Computational astrophysicist Alice Pisani put on a virtual-reality headset and stared out into the void—or rather a void, one of many large, empty spaces that pepper the cosmos. “It was absolutely amazing,” Pisani recalls. At first, hovering in the air in front of her was a jumble of shining dots, each representing a galaxy. When Pisani walked into the jumble, she found herself inside a large swath of nothing with a shell of galaxies surrounding it. The image wasn't just a guess at what a cosmic void might look like; it was Pisani's own data made manifest. “I was completely surprised,” she says. “It was just so cool.”

The visualization, made in 2022, was a special project by Bonny Yue Wang, then a computer science undergraduate at the Cooper Union for the Advancement of Science and Art in New York City. Pisani teaches a course there in cosmology—the structure and evolution of the universe. Wang had been aiming to use Pisani's data on voids, which can stretch from tens to hundreds of millions of light-years across, to create an augmented-reality view of these surprising features of the cosmos.

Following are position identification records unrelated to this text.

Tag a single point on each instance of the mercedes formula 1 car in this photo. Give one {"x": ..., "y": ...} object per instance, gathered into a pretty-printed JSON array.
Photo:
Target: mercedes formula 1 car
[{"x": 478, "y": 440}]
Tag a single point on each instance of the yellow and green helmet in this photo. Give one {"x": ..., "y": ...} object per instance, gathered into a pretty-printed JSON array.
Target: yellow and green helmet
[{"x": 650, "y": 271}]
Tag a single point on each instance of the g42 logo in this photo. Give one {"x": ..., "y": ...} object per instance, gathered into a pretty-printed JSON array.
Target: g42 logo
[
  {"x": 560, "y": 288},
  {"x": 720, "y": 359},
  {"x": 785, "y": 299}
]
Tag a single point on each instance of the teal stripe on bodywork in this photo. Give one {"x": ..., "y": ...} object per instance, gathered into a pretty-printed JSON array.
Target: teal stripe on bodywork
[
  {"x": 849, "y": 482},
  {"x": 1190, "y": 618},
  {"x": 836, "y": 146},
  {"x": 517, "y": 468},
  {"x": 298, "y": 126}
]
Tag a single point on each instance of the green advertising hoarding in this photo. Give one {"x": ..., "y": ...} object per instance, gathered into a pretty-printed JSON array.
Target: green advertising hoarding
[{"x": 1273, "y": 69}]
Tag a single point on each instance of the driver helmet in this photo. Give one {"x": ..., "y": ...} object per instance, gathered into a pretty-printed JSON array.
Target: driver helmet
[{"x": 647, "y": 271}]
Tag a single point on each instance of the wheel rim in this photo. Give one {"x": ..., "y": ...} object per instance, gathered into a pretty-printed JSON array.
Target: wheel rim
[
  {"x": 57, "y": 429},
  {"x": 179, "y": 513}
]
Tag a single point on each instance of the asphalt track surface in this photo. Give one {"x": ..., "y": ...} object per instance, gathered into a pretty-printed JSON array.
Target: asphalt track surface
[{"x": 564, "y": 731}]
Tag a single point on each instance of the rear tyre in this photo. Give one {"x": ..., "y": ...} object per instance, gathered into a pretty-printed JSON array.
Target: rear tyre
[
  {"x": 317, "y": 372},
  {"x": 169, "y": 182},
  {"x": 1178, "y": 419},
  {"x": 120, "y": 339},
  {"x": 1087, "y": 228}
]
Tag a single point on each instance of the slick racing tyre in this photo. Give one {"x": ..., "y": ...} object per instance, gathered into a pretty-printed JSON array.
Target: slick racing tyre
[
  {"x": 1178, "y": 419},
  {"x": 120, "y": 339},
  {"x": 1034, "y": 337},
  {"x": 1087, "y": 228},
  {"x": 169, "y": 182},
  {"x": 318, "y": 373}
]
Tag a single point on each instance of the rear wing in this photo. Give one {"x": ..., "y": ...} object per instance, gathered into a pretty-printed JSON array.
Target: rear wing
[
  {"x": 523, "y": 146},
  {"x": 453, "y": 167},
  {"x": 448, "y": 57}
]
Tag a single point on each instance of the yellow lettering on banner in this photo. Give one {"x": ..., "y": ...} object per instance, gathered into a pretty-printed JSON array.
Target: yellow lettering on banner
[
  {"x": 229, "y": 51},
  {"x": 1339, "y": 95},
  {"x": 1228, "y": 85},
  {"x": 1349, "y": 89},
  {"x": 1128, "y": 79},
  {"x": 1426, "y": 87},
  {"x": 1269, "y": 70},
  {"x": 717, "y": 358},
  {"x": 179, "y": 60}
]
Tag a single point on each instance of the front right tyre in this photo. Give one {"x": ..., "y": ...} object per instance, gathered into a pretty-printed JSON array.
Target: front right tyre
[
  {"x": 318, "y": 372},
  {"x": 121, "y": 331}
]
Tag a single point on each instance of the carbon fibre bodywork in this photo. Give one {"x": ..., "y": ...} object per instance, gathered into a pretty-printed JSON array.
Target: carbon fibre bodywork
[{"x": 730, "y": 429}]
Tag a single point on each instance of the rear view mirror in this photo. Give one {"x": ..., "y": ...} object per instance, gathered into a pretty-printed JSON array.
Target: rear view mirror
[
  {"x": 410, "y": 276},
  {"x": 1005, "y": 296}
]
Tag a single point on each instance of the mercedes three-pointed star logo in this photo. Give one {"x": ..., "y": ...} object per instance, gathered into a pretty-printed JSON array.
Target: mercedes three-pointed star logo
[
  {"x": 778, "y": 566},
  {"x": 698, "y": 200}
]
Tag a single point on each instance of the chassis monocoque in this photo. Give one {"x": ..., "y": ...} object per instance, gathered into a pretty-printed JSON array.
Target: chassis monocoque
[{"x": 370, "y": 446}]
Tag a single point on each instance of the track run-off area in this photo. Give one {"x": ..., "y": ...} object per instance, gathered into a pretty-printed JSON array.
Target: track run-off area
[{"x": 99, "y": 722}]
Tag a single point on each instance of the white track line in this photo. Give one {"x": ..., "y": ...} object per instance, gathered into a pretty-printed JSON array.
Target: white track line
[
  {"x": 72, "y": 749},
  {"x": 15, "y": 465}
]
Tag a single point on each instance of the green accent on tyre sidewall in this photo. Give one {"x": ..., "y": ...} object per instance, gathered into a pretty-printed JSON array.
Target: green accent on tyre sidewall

The project would have been impossible a decade ago, when Pisani was starting out in the field. Scientists have known since the 1980s that these fields of nothing exist, but inadequate observational data and insufficient computing power kept them from being the focus of serious research. Lately, though, the field has made tremendous progress, and Pisani has been helping to bring it into the scientific mainstream. Within just a few years, she and an increasing number of scientists are convinced, the study of the universe's empty spaces could offer important clues to help solve the mysteries of dark matter, dark energy and the nature of the enigmatic subatomic particles called neutrinos. Voids have even shown that Einstein's general theory of relativity probably operates the same way at very large scales as it does locally—something that has never been confirmed. “Now is the right moment to use voids” for cosmology, says David Spergel, former chair of astrophysics at Princeton University and current president of the Simons Foundation. Benjamin Wandelt of the Lagrange Institute in Paris echoes the sentiment: “Voids have really taken off. They're becoming kind of a hot topic.”